Created 09-20-2018 12:27 AM
That error doesn't indicate anything fatal... Chec the Hosts tab of Cloudera Manager to view all hosts. If you see heartbeats within the last 15 seconds, all should be well with the agent communication.
That said, I haven't seen this in a while, but check your /etc/cloudera-scm-agent/config.ini and make sure you have this set:
monitored_nodev_filesystem_types=nfs,nfs4,tmpfs
In older config.ini files it wasn't set which resulted in seeing the Could not find local file system for /var/run/cloudera-scm-agent/process error. If you edit config.ini, make sure to restart the agent with "service cloudera-scm-agent restart.
Also run "df" to make sure you see the dir mounted and that it exists.:
For example:
cm_processes 13404764 142184 13262580 2% /var/run/cloudera-scm-agent/process
Created 09-20-2018 12:58 AM
I have updated config.ini file and restarted agent. However same error. Nothing new error.
Could not find local file system for /var/run/cloudera-scm-agent/process
Checked using df -h its there. I can see its mounted. Also hosttab of CM still not reflect the edge nodes.
Created 09-20-2018 10:02 AM
Let's have a look at your config.ini and "mount -l"
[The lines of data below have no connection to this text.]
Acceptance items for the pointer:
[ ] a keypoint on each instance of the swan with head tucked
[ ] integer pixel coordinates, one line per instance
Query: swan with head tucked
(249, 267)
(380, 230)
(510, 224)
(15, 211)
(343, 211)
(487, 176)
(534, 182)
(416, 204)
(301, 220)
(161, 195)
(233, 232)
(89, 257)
# grep -v "^#" /etc/cloudera-scm-agent/config.ini | grep -v "^$"
# mount -l
Created on 09-20-2018 10:26 PM - edited 09-20-2018 11:43 PM
Here is output. Wondering if we can connect over webex? [root@myumyhost25 cloudera-scm-agent]# grep -v "^#" /etc/cloudera-scm-agent/config.ini | grep -v "^$" [General] server_host=myumyhost03 server_port=7182 [Security] use_tls=1 verify_cert_file=/opt/cloudera/security/x509/agents.pem monitored_nodev_filesystem_types=nfs,nfs4,tmpfs [root@myumyhost25 cloudera-scm-agent]# mount -l /dev/mapper/vg_myumyhost-lv_root on / type ext4 (rw) proc on /proc type proc (rw) sysfs on /sys type sysfs (rw) devpts on /dev/pts type devpts (rw,gid=5,mode=620) /dev/xvdb1 on /boot type ext4 (rw) /dev/mapper/vg_data-lv_data on /data type ext4 (rw) /dev/mapper/vg_data-lv_home on /home type ext4 (rw) /dev/mapper/vg_data-lv_opt on /opt type ext4 (rw) /dev/mapper/vg_data-lv_var on /var type ext4 (rw) /dev/mapper/vg_myumyhost-lv_var_crash on /var/crash type ext4 (rw) /dev/mapper/vg_myumyhost-lv_var_log on /var/log type ext4 (rw) /iso/OEL6.9/V860937-01.iso on /var/OSimage/OL6.9_x86_64 type iso9660 (ro,loop=/dev/loop0) [OL6.9 x86_64 Disc 1 20170324] none on /proc/sys/fs/binfmt_misc type binfmt_misc (rw) cm_cgroups on /var/run/cloudera-scm-agent/cgroups/blkio type cgroup (rw,blkio) cm_cgroups on /var/run/cloudera-scm-agent/cgroups/cpuacct type cgroup (rw,cpuacct) cm_cgroups on /var/run/cloudera-scm-agent/cgroups/cpu type cgroup (rw,cpu) cm_cgroups on /var/run/cloudera-scm-agent/cgroups/memory type cgroup (rw,memory) cm_processes on /var/run/cloudera-scm-agent/process type tmpfs (rw,mode=0751,rootcontext="unconfined_u:object_r:var_run_t:s0") [root@myumyhost25 cloudera-scm-agent]#
Created 09-19-2018 11:07 AM
Tell me about your environment. I'll try to help as best I can.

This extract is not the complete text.